The EU has provided overall funding of more than €13.2 million for SUBNORDICA – a research collaboration between principal investigators from Moesgaard Museum, Aarhus University, the University of Bradford and the German research institute NIhK, to explore submerged landscapes in the North Sea and the Baltic. The project will apply the latest technologies to map the seabed, using AI and computer simulation to identify areas where long-lost settlements may still survive and can be explored, enabling ethical development of the seabed.
“Twenty-thousand years ago, the global sea-level was 130 metres lower than the present… home to human societies for millennia… we know almost nothing about the people who lived on these great plains. SUBNORDICA will use the latest technologies to explore these lands”.
Researchers at the University of Bradford’s Submerged Landscapes Research Centre will lead exploration in the southern North Sea alongside partner investigators from the Netherlands (TNO – Geological Survey of the Netherlands), Belgium (Flanders Marine Institute) and the University of York. Bradford will also host the project’s computing infrastructure, providing modelling and AI support for the quest to discover lost prehistoric settlements of the North Sea.
SUBNORDICA is complimentary to Life on the Edge, Taken at the Flood and Unpath’d Waters research projects, all of which focus on marine palaeolandscapes.
Background
During the past two decades, archaeologists have become increasingly aware there is a major gap in our understanding of world prehistory.
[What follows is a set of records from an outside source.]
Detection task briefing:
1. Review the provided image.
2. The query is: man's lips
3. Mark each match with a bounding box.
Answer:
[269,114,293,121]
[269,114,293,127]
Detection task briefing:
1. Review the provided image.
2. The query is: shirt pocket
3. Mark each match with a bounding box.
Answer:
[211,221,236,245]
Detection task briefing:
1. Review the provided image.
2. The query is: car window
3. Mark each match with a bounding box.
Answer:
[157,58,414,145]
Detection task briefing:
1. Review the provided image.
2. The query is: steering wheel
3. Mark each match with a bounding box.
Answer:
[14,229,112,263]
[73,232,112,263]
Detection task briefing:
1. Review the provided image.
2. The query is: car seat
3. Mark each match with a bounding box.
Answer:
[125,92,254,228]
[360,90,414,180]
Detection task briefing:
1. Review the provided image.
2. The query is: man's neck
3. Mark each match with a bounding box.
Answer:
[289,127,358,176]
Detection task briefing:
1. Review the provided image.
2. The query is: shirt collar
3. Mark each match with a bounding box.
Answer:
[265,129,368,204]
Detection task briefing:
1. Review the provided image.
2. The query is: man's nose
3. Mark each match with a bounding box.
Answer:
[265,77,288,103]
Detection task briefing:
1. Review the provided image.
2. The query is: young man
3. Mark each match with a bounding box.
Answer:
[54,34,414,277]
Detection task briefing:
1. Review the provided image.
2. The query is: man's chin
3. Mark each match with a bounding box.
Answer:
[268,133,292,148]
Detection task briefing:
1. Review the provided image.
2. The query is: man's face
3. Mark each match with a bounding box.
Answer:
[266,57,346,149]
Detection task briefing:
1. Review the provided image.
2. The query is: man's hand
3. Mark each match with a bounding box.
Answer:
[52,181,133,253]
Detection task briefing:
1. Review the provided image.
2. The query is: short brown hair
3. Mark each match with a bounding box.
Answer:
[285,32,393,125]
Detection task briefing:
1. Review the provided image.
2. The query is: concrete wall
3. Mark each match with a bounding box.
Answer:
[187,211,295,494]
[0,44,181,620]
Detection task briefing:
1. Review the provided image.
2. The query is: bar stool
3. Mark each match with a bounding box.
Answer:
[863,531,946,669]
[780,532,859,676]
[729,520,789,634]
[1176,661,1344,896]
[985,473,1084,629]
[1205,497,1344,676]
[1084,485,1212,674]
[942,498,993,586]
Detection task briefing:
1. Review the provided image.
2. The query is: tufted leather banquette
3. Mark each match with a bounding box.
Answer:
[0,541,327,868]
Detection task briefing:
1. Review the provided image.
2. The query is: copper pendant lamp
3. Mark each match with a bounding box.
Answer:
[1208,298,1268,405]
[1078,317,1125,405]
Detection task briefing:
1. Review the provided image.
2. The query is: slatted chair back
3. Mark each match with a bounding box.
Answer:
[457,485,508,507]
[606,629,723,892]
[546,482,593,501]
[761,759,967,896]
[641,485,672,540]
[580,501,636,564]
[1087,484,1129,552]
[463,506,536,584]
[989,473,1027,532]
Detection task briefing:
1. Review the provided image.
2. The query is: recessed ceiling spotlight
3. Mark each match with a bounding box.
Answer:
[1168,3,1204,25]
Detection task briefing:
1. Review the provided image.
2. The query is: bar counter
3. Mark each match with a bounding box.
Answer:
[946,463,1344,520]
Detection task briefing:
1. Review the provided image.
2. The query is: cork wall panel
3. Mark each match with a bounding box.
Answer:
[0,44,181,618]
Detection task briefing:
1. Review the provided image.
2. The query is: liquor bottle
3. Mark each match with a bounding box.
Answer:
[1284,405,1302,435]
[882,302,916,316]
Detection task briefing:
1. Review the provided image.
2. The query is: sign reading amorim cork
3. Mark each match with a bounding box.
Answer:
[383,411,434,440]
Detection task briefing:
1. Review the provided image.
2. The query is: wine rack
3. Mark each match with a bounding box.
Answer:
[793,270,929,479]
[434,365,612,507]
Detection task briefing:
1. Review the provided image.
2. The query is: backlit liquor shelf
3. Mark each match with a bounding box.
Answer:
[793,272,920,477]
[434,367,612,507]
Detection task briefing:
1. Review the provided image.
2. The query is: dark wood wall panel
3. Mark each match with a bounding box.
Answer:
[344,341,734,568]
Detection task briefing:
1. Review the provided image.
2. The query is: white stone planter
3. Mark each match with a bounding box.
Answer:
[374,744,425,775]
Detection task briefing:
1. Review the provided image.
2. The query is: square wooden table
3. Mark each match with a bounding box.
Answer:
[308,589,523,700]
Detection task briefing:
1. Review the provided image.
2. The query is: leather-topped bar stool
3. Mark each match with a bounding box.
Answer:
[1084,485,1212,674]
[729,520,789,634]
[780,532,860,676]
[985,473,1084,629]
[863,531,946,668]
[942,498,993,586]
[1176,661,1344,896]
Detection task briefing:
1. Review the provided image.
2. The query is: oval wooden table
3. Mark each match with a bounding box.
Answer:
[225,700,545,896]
That gap is the 20 million km2 of new territory around the world that was exposed for thousands of years when the sea level was around 130 metres lower than today.
More than 3 million km2 of new land was exposed around-Europe’s present coastline, along with coastal plains, lakes, river valleys, shorelines and offshore islands which provided some of the most attractive land for prehistoric settlement anywhere in the continent. Now lost to the sea following global climate change, these landscapes remain almost entirely unexplored. Today, these landscapes are under threat as the world develops the coastal shelves to meet net zero goals.